Anche in Iraq l'esistenza di un governo eletto porterà probabilmente a un maggiore senso di realtà nella componente sunnita, che vorrà partecipare del futuro, e non restare attaccata a un sanguinoso passato che porta solo a altro sangue: il governo si impegnerà a fondo sulla linea della sicurezza, il controllo dei confini con l'aiuto americano potrà migliorare la situazione, una rinnovata fiducia in un Paese che ha mostrato tanto coraggio indurrà investimenti che faranno sentire alla gente la bontà della sua decisione di partecipare al voto. Insomma, si è aperto un processo dirompente, sempre che il terrorismo non riesca a compiere operazioni stupefacenti, il che è sempre possibile, che già risplende, un po' accecante, abbagliando le altre satrapie mediorientali.
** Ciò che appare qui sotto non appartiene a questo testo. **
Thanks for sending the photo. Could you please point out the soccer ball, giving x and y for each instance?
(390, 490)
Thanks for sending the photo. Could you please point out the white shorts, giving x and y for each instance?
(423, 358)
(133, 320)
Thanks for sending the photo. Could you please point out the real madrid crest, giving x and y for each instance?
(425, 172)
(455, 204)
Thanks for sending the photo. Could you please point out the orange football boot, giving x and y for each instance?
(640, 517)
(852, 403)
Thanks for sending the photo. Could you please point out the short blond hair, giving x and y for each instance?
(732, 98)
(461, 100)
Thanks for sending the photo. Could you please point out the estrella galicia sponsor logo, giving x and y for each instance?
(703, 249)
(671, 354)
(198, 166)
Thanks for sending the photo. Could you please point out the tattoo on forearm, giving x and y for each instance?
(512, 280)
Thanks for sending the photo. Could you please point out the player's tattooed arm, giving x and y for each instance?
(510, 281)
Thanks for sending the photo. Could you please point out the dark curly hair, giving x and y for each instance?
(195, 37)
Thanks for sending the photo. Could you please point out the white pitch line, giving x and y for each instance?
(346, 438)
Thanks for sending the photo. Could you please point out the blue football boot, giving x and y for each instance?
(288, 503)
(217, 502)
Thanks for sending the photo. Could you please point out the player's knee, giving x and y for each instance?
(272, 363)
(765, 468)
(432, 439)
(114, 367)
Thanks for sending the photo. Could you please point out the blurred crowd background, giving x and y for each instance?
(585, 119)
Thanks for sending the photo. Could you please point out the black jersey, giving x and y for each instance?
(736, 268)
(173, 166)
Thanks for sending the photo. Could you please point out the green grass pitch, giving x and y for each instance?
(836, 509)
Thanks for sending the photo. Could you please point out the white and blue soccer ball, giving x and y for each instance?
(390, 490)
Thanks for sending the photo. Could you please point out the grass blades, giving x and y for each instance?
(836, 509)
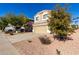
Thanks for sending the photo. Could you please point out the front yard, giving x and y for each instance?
(35, 47)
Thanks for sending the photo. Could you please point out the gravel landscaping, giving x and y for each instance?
(35, 47)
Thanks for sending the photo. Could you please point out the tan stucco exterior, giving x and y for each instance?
(40, 25)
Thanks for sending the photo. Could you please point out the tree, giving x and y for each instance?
(59, 22)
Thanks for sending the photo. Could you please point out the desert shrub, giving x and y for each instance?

In Iran, in Siria, in Arabia Saudita e anche nei Paesi arabi moderati certo la gente sogna di recarsi alle urne e di fare come in Iraq. Scegliere il proprio futuro, i propri rappresentanti, vivere la gioia del voto. Ecco, la benzina è proprio la grande forza di attrazione della democrazia: non è vero che il mondo arabo o in generale il mondo islamico sono attratti secondo le proprie tradizioni, come dicono tanti per spirito di polemica o per errate convinzioni, indietro nella loro tradizione dittatoriale.

Non c'è uomo che non voglia cogliere il frutto della dignità e dell'onore conferito dal voto libero, dalla stampa libera, dalla libertà di movimento. Solo che una parte del mondo è stato nei secoli impedito da questa rivoluzione. Questo ha causato l'attuale sanguinosa situazione mediorientale, e forse siamo in vista di qualche cambiamento a causa dell'intuizione del valore rivoluzionario del voto, e quindi della democrazia, degli Stati Uniti e dei loro alleati.